I keep hearing the promise of GPU databases but they don't seem to be terribly useful for most real world workloads.
It reminds me of the big hoopla for GPU h264 encoders. When they came out everyone realized the quality was worse and not much faster.
Some things don't lend themselves to parallel processing, notably anything linear like transactions.
I mean yeah the GPU can sort a hundred billion items a second but how often do you really need to sort that many items using a database? In 99.9% of uses you have indexing or limits on the number of results.
Just saying, this program looks more like a stream processing platform with a SQL-like frontend than a full database
You're thinking about transactional databases, and you're right. Transactional databases will probably not benefit hugely from a GPU.
That's not saying it's impossible, but probably not worth the effort.
However, there are so many types of databases around. Lambda architectures are all the rage now - you keep one database for your transactionals, and another for analytics. Analytics are huge, in the multi-billions of dollars every year and they've become one of the most important parts of steering a business and deciding on new strategy.

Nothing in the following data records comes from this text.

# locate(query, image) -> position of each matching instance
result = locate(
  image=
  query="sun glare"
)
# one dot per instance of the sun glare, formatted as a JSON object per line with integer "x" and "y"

Larger businesses don't just 'go for it' anymore, they analyze, and inspect, and dig deep into their historical data to find out if something is worth doing.
GPUs tend to lend themselves well to analytics, contrary to transactions. Specifically, columnar databases. When the columns are all of the same data type, and the data locality is high, GPUs perform /very/ well.
Regarding your sorting point you may not really want to sort everything, you got that bit right. But what if you want to perform a `JOIN` on a bunch of data?
It makes more sense to sort it first, because the JOIN would be much faster - matching keys would be much easier.
Now, if you were performing really fast SORT on a GPU, you're saving precious processing time.
Doesn't the overhead of moving things back and forth between GPU memory and main memory wipe out most potential gains, though?
If you're running analytical workloads on big data sets, you're typically I/O bound to start with. It seems like managing moving little pieces of it back and forth to the GPU to compute is going to be a big PITA, add lots of little latencies, and gain you absolutely nothing. What am I missing there?
1. Not everything needs to be pushed up to the GPU. Some things are better left in RAM.
2. What if you only push indexes or similar up to the GPU, like an AB-tree index? You're keeping all of the 'heavy' stuff down, and only uploading a representation of it, to be later replaced with the actual data.
3. Think compression/decompression done on the GPU directly.
At Blazing we also build GPU db and have always loved what this project (Alenka) is doing. First of all when you are talking about I/O bound which I/O are you talking about? Do you mean from disk? From RAM? There are many ways of getting around some of these I/O bottleknecks like sending compressed data or processing while transferring. You're assumption that these workloads are typically I/O bound is correct but then agian GPU databases aren't always going after the most "typical" workloads. If you are doing large amounts of transformations, or complicated joins then you also can benifite hugely from the use of a gpu. Ever try to join several tables together across multiple columns? If you do then you should probably use a hash join and if you are using a hash join you better believe you are going to want to do be doing computationally intensive things like sorting and hash generation. Have you tried any gpu databases to see if this concern is valid? GPU dbs can take advantage of things like very expensive cascading compression that many normal databases can't.
Different approaches and solutions for transactional processing and analytics, decision-making informed by data analysis, all that's been around for decades along with its own silly jargon - OLAP, OLTP, data mining...
> Transactional databases will probably not benefit hugely from a GPU.
What about parallel queries over a Restriction-Union normalized data model?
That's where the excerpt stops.